You really need to determine the correct pitching rate using a calculator like yeastcalc or MrMalty. How large a batch, the OG and age of the yeast will determine the quantity. 32oz is almost certainly going to be too much yeast to put into a starter and I would consider rinsing and storing some if you think it is going to be used in future. I would be guessing about 50ml of thick yeast into a 2L starter might be the sort of yeast volume your calculator would suggest for a 5gallon batch.
 
you don't need to do anything to it. i find that about 1/4 cup of slurry into a 1050-1060 beer to be about right. just bring it to whatever temp the wort is and pitch, no need for a starter or washing. the reason i get yeast from the brewery is to avoid making starters, you already have many trillions of yeast cells in that growler.
 
Thanks for the replies and I'm glad I posted this question before dumping the whole thing into my wort. Now I just need to figure out what to do with the rest of the yeast. el caro, you say I need to rinse the yeast bfore storing it?

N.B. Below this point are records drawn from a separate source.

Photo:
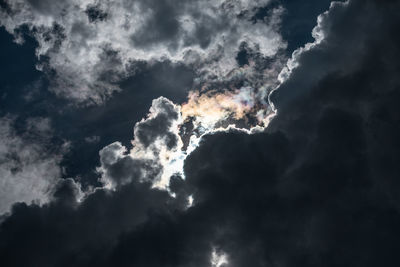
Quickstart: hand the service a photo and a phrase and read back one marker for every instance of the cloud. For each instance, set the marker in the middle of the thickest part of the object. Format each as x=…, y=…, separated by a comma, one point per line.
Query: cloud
x=156, y=151
x=319, y=187
x=28, y=170
x=88, y=47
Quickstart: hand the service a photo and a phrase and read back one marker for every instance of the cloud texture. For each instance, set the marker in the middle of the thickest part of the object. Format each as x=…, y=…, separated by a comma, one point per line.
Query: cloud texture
x=318, y=187
x=88, y=47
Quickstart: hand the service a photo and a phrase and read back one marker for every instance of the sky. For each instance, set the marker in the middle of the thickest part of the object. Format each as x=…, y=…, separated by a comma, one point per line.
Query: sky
x=198, y=133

I guess I will look into doing something like that.
 
i store yeast right from the fermentor into a jar, no washing and it's good for months.
 
eastoak said:
you don't need to do anything to it. i find that about 1/4 cup of slurry into a 1050-1060 beer to be about right. just bring it to whatever temp the wort is and pitch, no need for a starter or washing. the reason i get yeast from the brewery is to avoid making starters, you already have many trillions of yeast cells in that growler.

I agree with this guy. The whole reason to do yeast starters is to grow yeast from a small amount (because it's cheaper) up to the correct amount for your wort.
You already have trillions of yeast cells, so why take a small amount of it and build it up again?